Issue 41 / 22 October 2012

WE don’t need a list of 50 references to tell us that the health of our Aboriginal and Torres Strait Islander peoples is a blight on Australia’s reputation as a resource-rich nation with a first-rate health system.

The problem of poor Indigenous health outcomes cannot be blamed solely on our health system — geographical, cultural, legal, educational, economic and other social determinants all play a role.

However, as participants within Australia’s health sector, health professionals have a duty to reflect on how matters can be improved.

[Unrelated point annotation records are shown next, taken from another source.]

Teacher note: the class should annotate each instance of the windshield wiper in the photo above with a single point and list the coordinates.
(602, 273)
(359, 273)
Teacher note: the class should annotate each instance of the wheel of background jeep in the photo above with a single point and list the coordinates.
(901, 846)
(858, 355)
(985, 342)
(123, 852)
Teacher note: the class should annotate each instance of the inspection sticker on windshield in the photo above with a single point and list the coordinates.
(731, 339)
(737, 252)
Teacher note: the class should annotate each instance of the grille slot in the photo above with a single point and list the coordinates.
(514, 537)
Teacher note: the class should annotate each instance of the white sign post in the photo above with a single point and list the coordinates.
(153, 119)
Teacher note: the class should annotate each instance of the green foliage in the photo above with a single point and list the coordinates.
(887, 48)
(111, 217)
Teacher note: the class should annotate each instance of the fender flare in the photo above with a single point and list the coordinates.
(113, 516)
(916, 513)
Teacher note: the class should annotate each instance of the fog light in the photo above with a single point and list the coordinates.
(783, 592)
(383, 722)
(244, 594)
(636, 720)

A good way to approach this is to contemplate a time when we or one of our loved ones has been sick. Even as doctors — replete with knowledge of “the system” and our networks of colleagues — it can take considerable time, phone calls and paperwork to get things done where we want, how we want and when we want.

GPs know better than anyone else that the role of the doctor is becoming less of diagnostician/curer and more of a manager/coordinator/facilitator. It is now just as important to learn about how the health system works as it is about the diseases themselves.

Now, put yourselves in the shoes of the vast majority of Indigenous patients in Australia. Not only would you be confronted with the maze of the health system, but often also with a lack of money, transport, education and experience to deal with being sick in Australia.

Those of us who work in rural and remote areas are confronted with this not just daily, but many times per day.

The result is that many Indigenous patients simply do not access our health system and all it has to offer. When contact is made, it is often sporadic with little or no continuity — often scripts are not filled, referrals are not followed up, children are not vaccinated, etc.

In 2008, the Australian Government endorsed the Closing the Gap (CTG) initiatives. Among the programs and schemes introduced, referrals to allied health services are now much easier and many Indigenous patients now get Pharmaceutical Benefits Scheme (PBS) prescriptions free or significantly cheaper.

Now prescriptions for sick children are much more likely to be filled by mothers who no longer have to wait for “pay day” (pension day). In my practice, the positive effect of the PBS incentive alone has been dramatic.

But as successful as it has been, there is so much more to do …

To register for CTG incentives, there is still a mountain of paperwork for the patient and the practice. There is a requirement to re-register annually. There is still no dental component to the scheme.

As with many other such schemes, the CTG highlights the awkward disconnect between our state-run hospitals and Medicare. For example, a script written in hospital is not eligible for a CTG annotation, so an Aboriginal patient given a script for antibiotics following an admission for pneumonia cannot get the cheaper rate with the hospital discharge script.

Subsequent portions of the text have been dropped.